Midvale looks to familiar face as its new city managerJun 08, 2021 12:28PM ● By Erin Dixon
Matt Dahl takes the oath of office in front of Midvale City Council in May. (Photo courtesy Midvale City)
By Erin Dixon | [email protected]
Matt Dahl succeeds Kane Loader as Midvale’s city manager. Loader worked in the position for 14 years before he retired earlier this year.
“My choice for the new city manager was to choose someone who could help maintain the inertia and direction the city has,” Mayor Robert Hale said to city councilmembers. “It has developed a cadre of staff that is second to none. It’s not our job to be on the forefront but it’s to learn what will work best...in these conditions we’re in.”
“[Matt has] had sufficient experience to know when to put the brakes on something and when we need to forge forward with evermore clarity in what we want.”
One Midvale resident had positive things to say about Dahl’s follow-through.
Stacey Phillips lives on the northeast end of Midvale. Since she moved in, large trucks leaving the freeway shook the whole neighborhood. Phillips says she spoke often with the former city manager over a two-year period to solve the problem. Her neighbor worked for eight years prior on the same issue. The shaking became worse as the road degraded over time.
In 2020, she voiced her concerns at a city council meeting. “Matt Dahl followed me out after I spoke to the council…,” Phillips said. “He said he had seen some of the emails and would work to get this fixed.”
“In the next few weeks Matt kept his word, he emailed and called frequently to keep me updated and finally, after three years, on Aug. 30 the transition was paved. He literally saved my sanity; he saved our homes from more damage,” Phillips said.
After 13 years in Salt Lake City with the redevelopment agency, Dahl moved to Midvale City as housing manager. Nearly every year he worked for Midvale he was promoted to a new position. From housing to RDA director, to community development to assistant city manager and now manager.
“I’m excited to work every day,” Dahl told Midvale City Journal. “There’s a lot of opportunities in Midvale. I look forward to working with the residents and businesses to keep Midvale a great city.”
His goals are: High-quality development that supports strong, stable neighborhoods; maintain infrastructure (aging water pipes, above ground power lines); maintain park space; and increase public communication.
Jordan Bluffs development will continue. There is a master plan that dictates the general direction of the area, but the individual pieces will need fine tuning.
“Figuring out how roads connect, phased park construction, making sure it all fits together,” Dahl said.
He has a different approach to traditional city planning.
“[Previously], we made very clear, here’s the residential area, here’s where the new [construction] is going,” Dahl said. “We have disjointed development.
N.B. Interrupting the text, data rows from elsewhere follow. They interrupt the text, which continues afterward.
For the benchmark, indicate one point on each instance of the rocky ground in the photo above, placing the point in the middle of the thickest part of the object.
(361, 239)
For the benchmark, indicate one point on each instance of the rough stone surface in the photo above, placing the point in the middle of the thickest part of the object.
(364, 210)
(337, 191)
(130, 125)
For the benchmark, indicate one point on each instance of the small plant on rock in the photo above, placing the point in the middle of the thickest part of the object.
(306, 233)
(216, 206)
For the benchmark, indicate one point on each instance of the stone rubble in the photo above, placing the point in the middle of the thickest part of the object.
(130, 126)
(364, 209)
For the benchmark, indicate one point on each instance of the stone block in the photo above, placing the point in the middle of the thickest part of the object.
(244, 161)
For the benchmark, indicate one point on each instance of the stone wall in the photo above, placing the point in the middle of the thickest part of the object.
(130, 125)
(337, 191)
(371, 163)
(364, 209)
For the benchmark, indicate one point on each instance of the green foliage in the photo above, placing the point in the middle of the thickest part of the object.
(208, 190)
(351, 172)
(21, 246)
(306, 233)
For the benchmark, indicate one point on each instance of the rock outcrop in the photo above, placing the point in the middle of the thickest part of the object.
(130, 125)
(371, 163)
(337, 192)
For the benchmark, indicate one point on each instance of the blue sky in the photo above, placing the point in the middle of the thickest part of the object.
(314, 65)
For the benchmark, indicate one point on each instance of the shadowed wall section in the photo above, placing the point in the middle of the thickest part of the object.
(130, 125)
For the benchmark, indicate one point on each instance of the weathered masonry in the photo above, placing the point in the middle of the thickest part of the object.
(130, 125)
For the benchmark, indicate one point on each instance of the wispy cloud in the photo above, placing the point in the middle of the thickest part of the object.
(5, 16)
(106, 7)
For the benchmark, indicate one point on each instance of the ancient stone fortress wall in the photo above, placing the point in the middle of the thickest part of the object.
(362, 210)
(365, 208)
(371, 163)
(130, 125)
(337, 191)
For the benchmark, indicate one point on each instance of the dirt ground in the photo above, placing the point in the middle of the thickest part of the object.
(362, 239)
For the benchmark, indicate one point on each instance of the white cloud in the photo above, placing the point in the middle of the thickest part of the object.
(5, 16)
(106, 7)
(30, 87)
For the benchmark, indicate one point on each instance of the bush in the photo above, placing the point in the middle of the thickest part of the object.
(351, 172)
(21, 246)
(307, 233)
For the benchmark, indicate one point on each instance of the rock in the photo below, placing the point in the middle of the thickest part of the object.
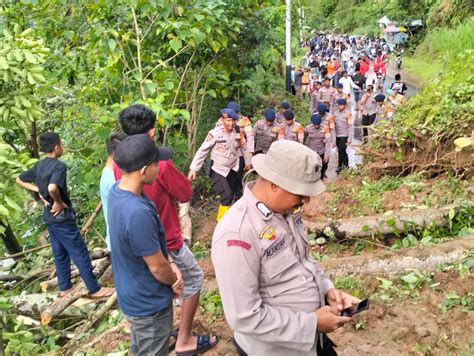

One of the big things I would like to work on…is trying to find ways to make those areas connected so they transition well between different types of neighborhoods.”
“Council has expressed interest in bike lanes and pathways,” Dahl said. “Not every neighborhood needs to be connected but we have a lot of opportunities to improve where it makes sense.”
Staff, elected officials and residents need to consider if their “...community is built for people or cars? At some point it’s going to be really hard to be a three car family in this valley,” Dahl said.
“We’re moving in that direction with form-based code that’s more about how people feel in that environment.”
Form-based code is what overlays the Main Street area, where instead of designating a zone as residential, commercial, industrial, etc., the code allows for many of these at once.
“[We want to] make a mixed-use community and have access to quality education,” Dahl said. “In large parts of the cities we have stable neighborhoods and support those and look for opportunities for [blended] uses.”
“During public hearings, there are often resident comments that they are nervous about increased density, but the state is enforcing increased density in all cities,” he said.
“How do you mesh long-term planning with current needs? [We] try to incorporate solutions that address neighborhood concerns,” Dahl said.
Like with an iceberg, “The public has a general understanding of what goes on above water in regards to what the city does,” Dahl said. A lot of work goes unseen below the surface.
“I can go from issues of enforcement in regards to roosters to talking about multi-million dollar developments,” Dahl said.
“How do we help everyone understand and appreciate everything that we have going on?”
For example, the city has many employees who do a job that is invisible to the public.
“People say they’re concerned about our water,” Dahl said. “We’re taking hundreds of samples a month and sending it to the state and showing that the quality of our water is great. But no one thinks about the person who is doing that job.”
Some cities struggle with relationships between elected officials and staff. According to Dahl, Midvale is lucky and doesn’t have that struggle.
“We cooperate with the city council very well and we’re privileged to be in that environment,” Dahl said. “That doesn’t mean we don’t have disagreements or there aren’t split votes.”
“We all can see that everyone is handling everything in a professional manner and we move on and look for better solutions. Not every community is as fortunate.”